Pas un mot à l'USADA

Lance Armstrong

Lance Armstrong n'ira pas témoigner sous serment devant l'Agence antidopage américaine (USADA).

Le cycliste américain avait jusqu'à mercredi pour donner sa réponse aux dirigeants de l'USADA. Armstrong devait accepter de collaborer avec l'organisme pour obtenir une révision de sa suspension à vie.

Après avoir fixé au Texan de 41 ans une première date butoir au 6 février à la suite des ses aveux télévisés, l'USADA lui avait accordé deux semaines de réflexion supplémentaire, croyant qu'il accepterait de témoigner.

Après plus de deux mois de négociations, l'avocat d'Armstrong, Tim Herman, a avisé que son client n'allait pas participer à cette procédure.

« Lance Armstrong ne participera pas aux efforts de l'USADA d'enquêter et de démoniser certaines personnes, a dit M. Herman, sans pour autant s'occuper de 95 % des affaires de ce sport qui sont hors de la juridiction de l'USADA. »

Toutefois, Armstrong avait déjà mentionné qu'il était prêt à participer à un effort international de nettoyage du cyclisme.
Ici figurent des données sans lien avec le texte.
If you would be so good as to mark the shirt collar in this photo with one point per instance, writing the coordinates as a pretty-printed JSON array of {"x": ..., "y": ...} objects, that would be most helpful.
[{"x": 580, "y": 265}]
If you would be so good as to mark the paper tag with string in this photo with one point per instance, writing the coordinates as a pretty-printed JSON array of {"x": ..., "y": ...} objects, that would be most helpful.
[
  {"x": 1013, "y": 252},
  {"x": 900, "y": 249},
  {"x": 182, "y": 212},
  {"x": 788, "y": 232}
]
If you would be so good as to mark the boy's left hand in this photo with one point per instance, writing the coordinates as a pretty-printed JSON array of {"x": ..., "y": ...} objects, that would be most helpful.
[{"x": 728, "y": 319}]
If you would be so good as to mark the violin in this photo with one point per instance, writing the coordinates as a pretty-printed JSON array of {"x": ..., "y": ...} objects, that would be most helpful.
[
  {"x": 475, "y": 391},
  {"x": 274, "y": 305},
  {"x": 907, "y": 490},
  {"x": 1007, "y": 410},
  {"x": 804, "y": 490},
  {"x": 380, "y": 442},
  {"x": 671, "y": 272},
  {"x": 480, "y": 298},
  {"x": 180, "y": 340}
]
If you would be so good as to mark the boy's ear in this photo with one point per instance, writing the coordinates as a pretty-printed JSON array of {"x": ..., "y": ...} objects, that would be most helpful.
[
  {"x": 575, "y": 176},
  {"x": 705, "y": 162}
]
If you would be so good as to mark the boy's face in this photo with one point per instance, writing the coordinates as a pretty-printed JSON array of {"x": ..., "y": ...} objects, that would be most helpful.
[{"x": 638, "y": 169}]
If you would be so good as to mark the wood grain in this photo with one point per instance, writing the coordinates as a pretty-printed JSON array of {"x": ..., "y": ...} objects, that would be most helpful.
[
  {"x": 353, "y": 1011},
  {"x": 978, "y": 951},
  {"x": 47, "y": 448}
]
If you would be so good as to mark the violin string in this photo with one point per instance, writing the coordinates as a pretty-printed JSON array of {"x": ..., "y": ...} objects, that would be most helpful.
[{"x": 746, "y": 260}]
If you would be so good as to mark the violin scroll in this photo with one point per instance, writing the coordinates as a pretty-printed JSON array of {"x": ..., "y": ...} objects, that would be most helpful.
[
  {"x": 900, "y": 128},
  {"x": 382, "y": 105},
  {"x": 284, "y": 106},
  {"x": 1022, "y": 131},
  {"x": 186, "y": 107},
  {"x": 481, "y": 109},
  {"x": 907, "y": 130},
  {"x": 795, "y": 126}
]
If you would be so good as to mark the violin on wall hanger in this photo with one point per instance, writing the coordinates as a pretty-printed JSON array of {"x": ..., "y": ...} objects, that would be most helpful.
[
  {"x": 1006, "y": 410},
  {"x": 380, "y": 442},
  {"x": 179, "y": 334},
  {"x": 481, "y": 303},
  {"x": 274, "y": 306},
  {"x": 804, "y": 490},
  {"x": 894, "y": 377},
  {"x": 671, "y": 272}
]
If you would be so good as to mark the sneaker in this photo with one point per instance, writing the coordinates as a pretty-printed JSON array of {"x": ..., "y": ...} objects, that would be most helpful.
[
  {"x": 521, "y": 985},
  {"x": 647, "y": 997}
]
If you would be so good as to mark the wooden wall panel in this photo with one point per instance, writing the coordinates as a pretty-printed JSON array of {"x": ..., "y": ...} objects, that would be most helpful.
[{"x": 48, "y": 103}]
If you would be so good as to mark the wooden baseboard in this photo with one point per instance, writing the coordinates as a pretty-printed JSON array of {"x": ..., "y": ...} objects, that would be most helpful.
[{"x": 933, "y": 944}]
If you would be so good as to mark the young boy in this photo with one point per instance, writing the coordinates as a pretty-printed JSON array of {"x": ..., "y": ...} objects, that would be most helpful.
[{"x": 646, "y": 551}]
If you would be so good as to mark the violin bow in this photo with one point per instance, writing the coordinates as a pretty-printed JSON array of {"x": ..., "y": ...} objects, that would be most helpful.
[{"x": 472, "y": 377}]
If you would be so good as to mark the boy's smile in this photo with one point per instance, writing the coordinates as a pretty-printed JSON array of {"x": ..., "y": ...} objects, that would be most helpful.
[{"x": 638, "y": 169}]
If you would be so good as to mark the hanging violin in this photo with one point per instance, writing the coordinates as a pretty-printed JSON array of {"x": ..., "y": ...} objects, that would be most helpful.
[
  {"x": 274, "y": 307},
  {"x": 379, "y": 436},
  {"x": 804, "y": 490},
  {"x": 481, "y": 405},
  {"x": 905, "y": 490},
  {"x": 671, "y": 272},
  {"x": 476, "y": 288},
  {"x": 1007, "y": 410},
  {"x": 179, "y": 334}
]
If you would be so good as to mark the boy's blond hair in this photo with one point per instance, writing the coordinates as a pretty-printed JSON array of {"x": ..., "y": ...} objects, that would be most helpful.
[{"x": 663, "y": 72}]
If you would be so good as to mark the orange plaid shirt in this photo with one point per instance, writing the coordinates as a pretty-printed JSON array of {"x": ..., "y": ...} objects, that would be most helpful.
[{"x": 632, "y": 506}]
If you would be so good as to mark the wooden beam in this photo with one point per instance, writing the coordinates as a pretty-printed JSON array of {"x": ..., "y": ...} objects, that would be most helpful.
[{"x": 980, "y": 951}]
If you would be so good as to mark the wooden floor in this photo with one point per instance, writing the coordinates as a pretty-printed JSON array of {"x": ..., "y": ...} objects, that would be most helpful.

L'avocat du Texan a confirmé que son client discutera avec les autres autorités de lutte contre le dopage.

« Nous pensions qu'il allait collaborer, a admis le président de l'USADA, Travis Tygart, mais il craignait des complications au criminel. La presse nous apprend aujourd'hui qu'il ne viendra pas expliquer ses torts. »

Rappelons que Lance Armstrong a nié pendant plus de 10 ans s'être dopé, mais a finalement dû tout avouer après la publication du rapport de l'USADA détaillant ses méthodes de dopage.

Armstrong fait aujourd'hui l'objet de plusieurs poursuites au civil.